Mr. Bushmaster probably read articles in the 70’s and the 80’s written by those shill liberal arts majors called “Gunwriters”. :mad: These creatures promoted the idea that cases should stick to the walls of a chamber. Well what is really wanted is a frictionless gas seal. Breech friction is the headache of all semiautomatic mechanisms. You want the case to peel off the chamber walls without any resistance. When you have breech friction, i.e. the case sticking to the chamber walls, it takes extra energy and time to get the thing off. Which means you have to bleed off extra gas which pushes things faster, which means you have to add weight to things like operating rods, extractors, recoil springs, buffers, etc. Also the case will get stretched in the process and that can be a headache in itself.

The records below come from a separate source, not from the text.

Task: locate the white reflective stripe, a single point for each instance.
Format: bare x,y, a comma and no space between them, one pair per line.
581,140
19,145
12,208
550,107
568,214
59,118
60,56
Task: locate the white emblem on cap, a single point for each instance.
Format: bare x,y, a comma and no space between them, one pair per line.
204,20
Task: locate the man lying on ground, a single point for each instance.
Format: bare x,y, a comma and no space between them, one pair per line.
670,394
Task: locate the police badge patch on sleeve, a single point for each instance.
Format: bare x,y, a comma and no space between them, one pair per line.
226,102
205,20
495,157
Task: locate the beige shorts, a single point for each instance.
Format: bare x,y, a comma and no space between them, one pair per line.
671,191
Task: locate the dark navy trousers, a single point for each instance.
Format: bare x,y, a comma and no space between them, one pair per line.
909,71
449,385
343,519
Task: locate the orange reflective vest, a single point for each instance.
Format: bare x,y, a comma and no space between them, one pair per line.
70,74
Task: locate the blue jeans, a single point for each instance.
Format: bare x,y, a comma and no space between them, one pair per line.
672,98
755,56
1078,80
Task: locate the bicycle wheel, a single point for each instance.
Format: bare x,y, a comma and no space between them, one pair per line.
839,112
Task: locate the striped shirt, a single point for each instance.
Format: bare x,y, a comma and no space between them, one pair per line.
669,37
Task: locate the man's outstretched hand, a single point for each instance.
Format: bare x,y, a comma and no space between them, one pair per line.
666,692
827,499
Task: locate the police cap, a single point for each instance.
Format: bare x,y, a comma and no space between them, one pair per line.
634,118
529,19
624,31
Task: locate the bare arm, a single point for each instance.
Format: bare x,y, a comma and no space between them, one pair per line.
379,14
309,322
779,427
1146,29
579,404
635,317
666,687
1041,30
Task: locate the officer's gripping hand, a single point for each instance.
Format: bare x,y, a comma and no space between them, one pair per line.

If you research old designs you will see oilers on Nambu’s and wax on Pederson cartridges, all unsatisfactory solutions to the problem of breech friction. I truly believe that most factory cartridges are covered in an invisible wax coating to keep them shiny and bright on the shelf. People like shiny cartridges. Blowback cartridges are covered in wax, those mechanisms absolutely jam if the case is sticking to the chamber walls. :cuss:
The Germans came up with the roller block bolt mechanism, truly a tribute to human ingenuity, but that action opens up so early in the pressure curve that the cases were being pulled apart on extraction. The solution, which came from the Russians, was gas lubrication. The chamber on the G3 rifle is fluted for the first 2/3 rds of the case. That part of the case is actually floated off the chamber walls. The thick part provides the gas seal and is not floated. The gun works fine.
The only time a lubricated case is bad in the case of overloads. When cartridges are overpressure, all of that force gets transmitted to the mechanism as thrust. But I think it is better not to load overpressure cartridges in the first place.